TINKER AIR FORCE BASE, Oklahoma --
Tinker Air Force Base wouldn’t be complete without its team of highly trained military working dogs who work tirelessly to ensure the safety of the 40,000 people that work and live here.
Sgt. James Maloy, 72nd Security Forces Squadron Kennel Master oversees the working dog program and ensures that the dogs stay certified to meet the base commander's intent. The dog teams are trained and then certified in anti-terrorism measures and to detect odors from explosives and drugs.
Each dog goes through a 120-day boot camp at Lackland Air Force Base before they’re sent to their base where it becomes the responsibility of the kennel master, trainer and handler to find weak areas in the dog to build upon.
“These dogs are programmed to find odors, but the heightened senses of smell, hearing and sight make them such a force multiplier,” Maloy said. “There’s no machine that someone can build that can find the odors that the dogs can find because there are so many environmental variables and distractor odors.”
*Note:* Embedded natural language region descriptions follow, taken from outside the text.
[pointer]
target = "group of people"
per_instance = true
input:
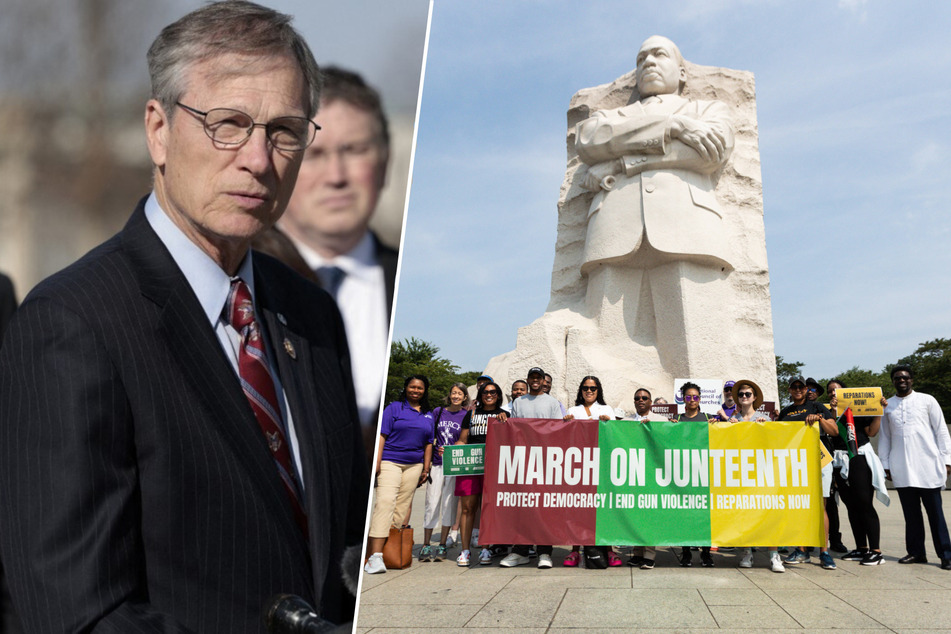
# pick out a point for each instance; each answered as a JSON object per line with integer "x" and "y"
{"x": 914, "y": 447}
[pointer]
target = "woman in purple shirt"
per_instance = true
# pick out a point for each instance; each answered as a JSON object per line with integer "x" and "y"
{"x": 403, "y": 461}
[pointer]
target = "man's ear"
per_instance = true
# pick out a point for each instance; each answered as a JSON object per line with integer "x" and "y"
{"x": 156, "y": 132}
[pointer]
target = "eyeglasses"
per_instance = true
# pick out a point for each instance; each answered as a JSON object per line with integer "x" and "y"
{"x": 233, "y": 127}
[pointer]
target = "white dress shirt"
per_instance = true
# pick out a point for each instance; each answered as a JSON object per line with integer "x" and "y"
{"x": 362, "y": 302}
{"x": 914, "y": 443}
{"x": 212, "y": 287}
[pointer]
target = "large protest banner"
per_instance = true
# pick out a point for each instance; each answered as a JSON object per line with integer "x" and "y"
{"x": 652, "y": 484}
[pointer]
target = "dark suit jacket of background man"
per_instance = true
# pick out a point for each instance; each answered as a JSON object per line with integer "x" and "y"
{"x": 8, "y": 303}
{"x": 136, "y": 484}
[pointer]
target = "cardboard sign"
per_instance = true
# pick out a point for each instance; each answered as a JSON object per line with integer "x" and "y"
{"x": 463, "y": 459}
{"x": 667, "y": 410}
{"x": 864, "y": 401}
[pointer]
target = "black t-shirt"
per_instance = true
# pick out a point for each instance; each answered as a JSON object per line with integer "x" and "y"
{"x": 477, "y": 422}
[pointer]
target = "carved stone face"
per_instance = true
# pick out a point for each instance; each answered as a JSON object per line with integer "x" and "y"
{"x": 660, "y": 69}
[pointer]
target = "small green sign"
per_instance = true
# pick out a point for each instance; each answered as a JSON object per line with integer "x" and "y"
{"x": 463, "y": 460}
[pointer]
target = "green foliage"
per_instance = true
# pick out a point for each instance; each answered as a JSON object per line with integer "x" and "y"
{"x": 931, "y": 363}
{"x": 785, "y": 370}
{"x": 414, "y": 356}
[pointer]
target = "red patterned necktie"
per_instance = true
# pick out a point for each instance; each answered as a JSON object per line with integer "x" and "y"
{"x": 258, "y": 386}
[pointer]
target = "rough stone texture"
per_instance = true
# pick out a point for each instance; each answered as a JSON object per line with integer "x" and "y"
{"x": 569, "y": 344}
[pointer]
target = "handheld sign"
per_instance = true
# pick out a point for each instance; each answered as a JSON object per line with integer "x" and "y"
{"x": 463, "y": 460}
{"x": 864, "y": 401}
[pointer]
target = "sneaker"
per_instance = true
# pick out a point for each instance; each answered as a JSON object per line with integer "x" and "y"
{"x": 375, "y": 564}
{"x": 798, "y": 557}
{"x": 499, "y": 550}
{"x": 613, "y": 559}
{"x": 426, "y": 553}
{"x": 513, "y": 559}
{"x": 686, "y": 558}
{"x": 854, "y": 555}
{"x": 776, "y": 563}
{"x": 747, "y": 560}
{"x": 873, "y": 558}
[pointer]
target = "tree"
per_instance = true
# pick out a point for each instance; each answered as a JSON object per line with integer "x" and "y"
{"x": 414, "y": 356}
{"x": 786, "y": 370}
{"x": 931, "y": 364}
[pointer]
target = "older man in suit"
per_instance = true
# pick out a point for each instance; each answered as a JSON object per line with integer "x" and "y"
{"x": 178, "y": 432}
{"x": 655, "y": 235}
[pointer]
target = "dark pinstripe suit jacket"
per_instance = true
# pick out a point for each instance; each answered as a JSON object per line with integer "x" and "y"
{"x": 137, "y": 493}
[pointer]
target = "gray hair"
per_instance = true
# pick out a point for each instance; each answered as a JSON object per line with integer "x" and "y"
{"x": 220, "y": 28}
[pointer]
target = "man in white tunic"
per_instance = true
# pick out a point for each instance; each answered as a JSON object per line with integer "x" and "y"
{"x": 915, "y": 449}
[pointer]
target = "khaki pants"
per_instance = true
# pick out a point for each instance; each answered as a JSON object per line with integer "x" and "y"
{"x": 394, "y": 491}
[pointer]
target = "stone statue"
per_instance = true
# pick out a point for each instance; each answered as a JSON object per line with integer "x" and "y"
{"x": 660, "y": 265}
{"x": 654, "y": 222}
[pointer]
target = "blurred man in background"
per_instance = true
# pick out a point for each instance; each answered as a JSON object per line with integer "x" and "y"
{"x": 328, "y": 220}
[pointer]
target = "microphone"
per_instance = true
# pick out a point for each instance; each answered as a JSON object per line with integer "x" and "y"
{"x": 290, "y": 614}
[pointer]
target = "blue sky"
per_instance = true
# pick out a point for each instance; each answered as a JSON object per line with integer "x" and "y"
{"x": 854, "y": 111}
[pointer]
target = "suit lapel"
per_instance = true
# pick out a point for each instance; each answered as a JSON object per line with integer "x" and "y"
{"x": 194, "y": 345}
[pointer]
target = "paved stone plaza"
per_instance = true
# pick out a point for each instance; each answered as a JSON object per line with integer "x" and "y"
{"x": 437, "y": 597}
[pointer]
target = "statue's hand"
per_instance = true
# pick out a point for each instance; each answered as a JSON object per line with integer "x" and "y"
{"x": 702, "y": 137}
{"x": 597, "y": 173}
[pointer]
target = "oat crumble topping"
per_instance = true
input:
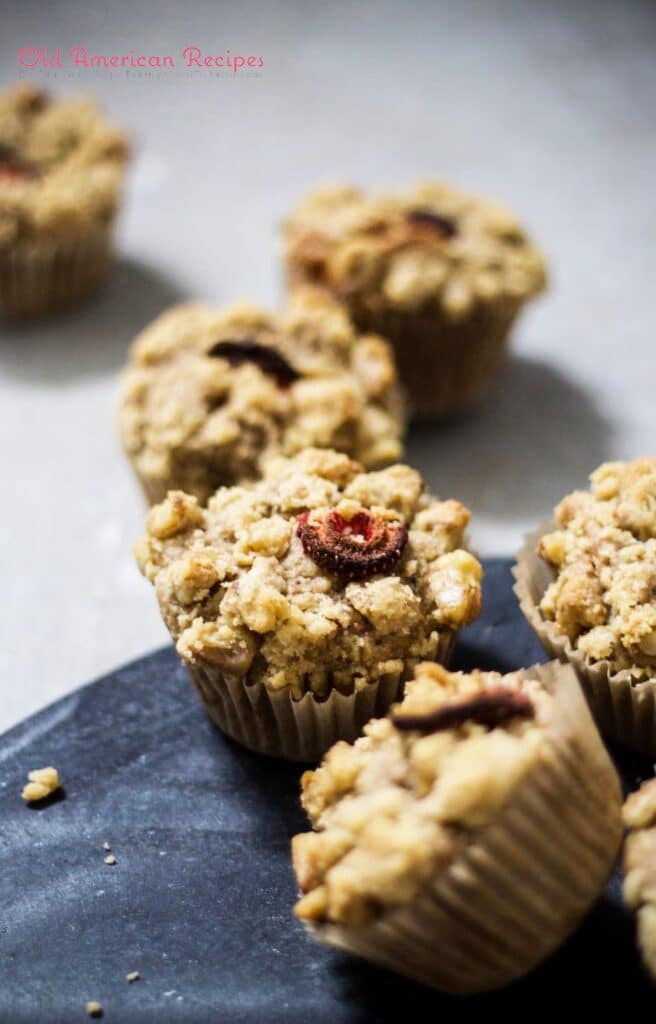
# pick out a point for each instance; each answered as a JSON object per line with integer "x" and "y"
{"x": 433, "y": 248}
{"x": 43, "y": 781}
{"x": 604, "y": 554}
{"x": 236, "y": 588}
{"x": 397, "y": 806}
{"x": 194, "y": 416}
{"x": 640, "y": 866}
{"x": 60, "y": 165}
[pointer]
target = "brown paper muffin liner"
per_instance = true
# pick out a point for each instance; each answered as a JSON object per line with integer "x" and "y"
{"x": 446, "y": 367}
{"x": 520, "y": 886}
{"x": 624, "y": 710}
{"x": 42, "y": 276}
{"x": 270, "y": 722}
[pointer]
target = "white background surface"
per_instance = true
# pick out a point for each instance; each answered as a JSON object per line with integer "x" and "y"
{"x": 549, "y": 107}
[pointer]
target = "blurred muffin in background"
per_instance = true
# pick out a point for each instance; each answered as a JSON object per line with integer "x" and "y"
{"x": 210, "y": 395}
{"x": 440, "y": 273}
{"x": 61, "y": 167}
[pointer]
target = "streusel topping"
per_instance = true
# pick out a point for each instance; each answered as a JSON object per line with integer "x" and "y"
{"x": 211, "y": 395}
{"x": 640, "y": 866}
{"x": 398, "y": 805}
{"x": 604, "y": 554}
{"x": 434, "y": 247}
{"x": 237, "y": 589}
{"x": 60, "y": 165}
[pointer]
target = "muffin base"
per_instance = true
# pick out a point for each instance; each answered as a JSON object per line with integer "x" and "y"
{"x": 512, "y": 895}
{"x": 624, "y": 710}
{"x": 273, "y": 724}
{"x": 446, "y": 367}
{"x": 42, "y": 276}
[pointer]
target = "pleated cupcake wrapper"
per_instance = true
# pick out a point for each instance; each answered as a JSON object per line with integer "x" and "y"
{"x": 624, "y": 710}
{"x": 42, "y": 276}
{"x": 271, "y": 723}
{"x": 446, "y": 366}
{"x": 518, "y": 887}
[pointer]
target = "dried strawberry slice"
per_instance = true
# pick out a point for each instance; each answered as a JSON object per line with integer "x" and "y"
{"x": 491, "y": 707}
{"x": 444, "y": 226}
{"x": 354, "y": 549}
{"x": 268, "y": 359}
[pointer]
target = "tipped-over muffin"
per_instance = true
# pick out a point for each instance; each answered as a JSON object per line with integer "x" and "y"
{"x": 441, "y": 274}
{"x": 588, "y": 589}
{"x": 640, "y": 867}
{"x": 209, "y": 396}
{"x": 301, "y": 603}
{"x": 462, "y": 839}
{"x": 61, "y": 167}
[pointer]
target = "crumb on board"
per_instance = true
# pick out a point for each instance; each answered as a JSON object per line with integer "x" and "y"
{"x": 42, "y": 781}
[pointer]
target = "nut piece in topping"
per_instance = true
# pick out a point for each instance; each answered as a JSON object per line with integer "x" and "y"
{"x": 268, "y": 360}
{"x": 354, "y": 549}
{"x": 433, "y": 221}
{"x": 43, "y": 781}
{"x": 489, "y": 707}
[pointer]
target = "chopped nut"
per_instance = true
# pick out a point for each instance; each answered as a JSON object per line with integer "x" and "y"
{"x": 43, "y": 781}
{"x": 490, "y": 707}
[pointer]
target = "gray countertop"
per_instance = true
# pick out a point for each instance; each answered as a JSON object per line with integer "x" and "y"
{"x": 549, "y": 107}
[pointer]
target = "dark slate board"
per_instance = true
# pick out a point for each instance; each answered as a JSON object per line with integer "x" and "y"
{"x": 200, "y": 900}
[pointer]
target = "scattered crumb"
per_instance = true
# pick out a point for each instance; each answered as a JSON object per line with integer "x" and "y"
{"x": 42, "y": 782}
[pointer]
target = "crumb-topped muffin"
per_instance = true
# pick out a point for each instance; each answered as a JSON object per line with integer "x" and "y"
{"x": 61, "y": 167}
{"x": 302, "y": 602}
{"x": 461, "y": 839}
{"x": 595, "y": 601}
{"x": 210, "y": 395}
{"x": 440, "y": 273}
{"x": 640, "y": 867}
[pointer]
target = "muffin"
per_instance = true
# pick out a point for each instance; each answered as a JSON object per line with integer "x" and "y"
{"x": 61, "y": 167}
{"x": 210, "y": 396}
{"x": 586, "y": 583}
{"x": 640, "y": 867}
{"x": 302, "y": 602}
{"x": 441, "y": 274}
{"x": 462, "y": 839}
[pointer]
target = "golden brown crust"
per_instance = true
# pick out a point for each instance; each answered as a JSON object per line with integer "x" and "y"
{"x": 397, "y": 806}
{"x": 433, "y": 248}
{"x": 194, "y": 421}
{"x": 640, "y": 866}
{"x": 71, "y": 162}
{"x": 604, "y": 555}
{"x": 237, "y": 590}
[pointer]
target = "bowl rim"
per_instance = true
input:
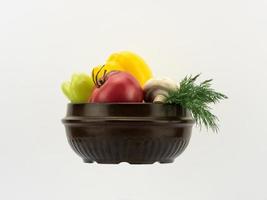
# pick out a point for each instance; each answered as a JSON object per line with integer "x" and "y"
{"x": 154, "y": 112}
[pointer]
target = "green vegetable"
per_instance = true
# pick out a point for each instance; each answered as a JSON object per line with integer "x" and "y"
{"x": 196, "y": 98}
{"x": 79, "y": 89}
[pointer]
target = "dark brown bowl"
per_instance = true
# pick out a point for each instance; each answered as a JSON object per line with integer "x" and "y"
{"x": 137, "y": 133}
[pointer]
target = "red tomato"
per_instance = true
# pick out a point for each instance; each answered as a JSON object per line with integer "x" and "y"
{"x": 118, "y": 87}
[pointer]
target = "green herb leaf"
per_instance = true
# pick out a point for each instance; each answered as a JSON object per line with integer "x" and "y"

Staff Sgt. James Kilbride is a seasoned dog handler and says that while the work is certainly fulfilling, it’s also continuous in order for the dog to become a certified military work dog. He’s been working with K9 Kali who recently received his certification and is ready to begin his duties with his partner.
“The certification basically shows the base commander, which has been delegated down to our squadron commander, that this human and dog team can effectively search an area and find all the target odors with 100 percent accuracy so they can say they fully trust the dog to be out on the street, to assist secret service and to deploy overseas,” Kilbride said. “It’s the greenlight.”
Kali isn’t the only one who had to go through extensive training, as Kilbride and all who work with the dogs went through an 11-week course to become military working dog handlers. Once the handlers get to the base they continue to advance through training and experience, just like the K9s. They also form a bond with their K9.
“We’re assigned one dog in most cases so typically I’m the only person that works with Kali,” Kilbride said. “That helps strengthen the bond between you and the dog and after a period of time you start learning each other’s behaviors. We have a saying that ‘emotions travel up and down leash’ and even though you can’t directly talk to one another we’re reading the dogs body language and they’re doing the same to us.”
The hard work put into the K9s by their handler and by the K9s into their training prepares them for any mission they might encounter from keeping Tinker safe and identifying explosives, to being tasked to assist secret service for high-ranking government officials.
“The dogs work hard for us because they want to please us, not out of fear, they just really love their job,” Maloy said. “We want to make them happy and they want to make us happy, so it’s give and take.”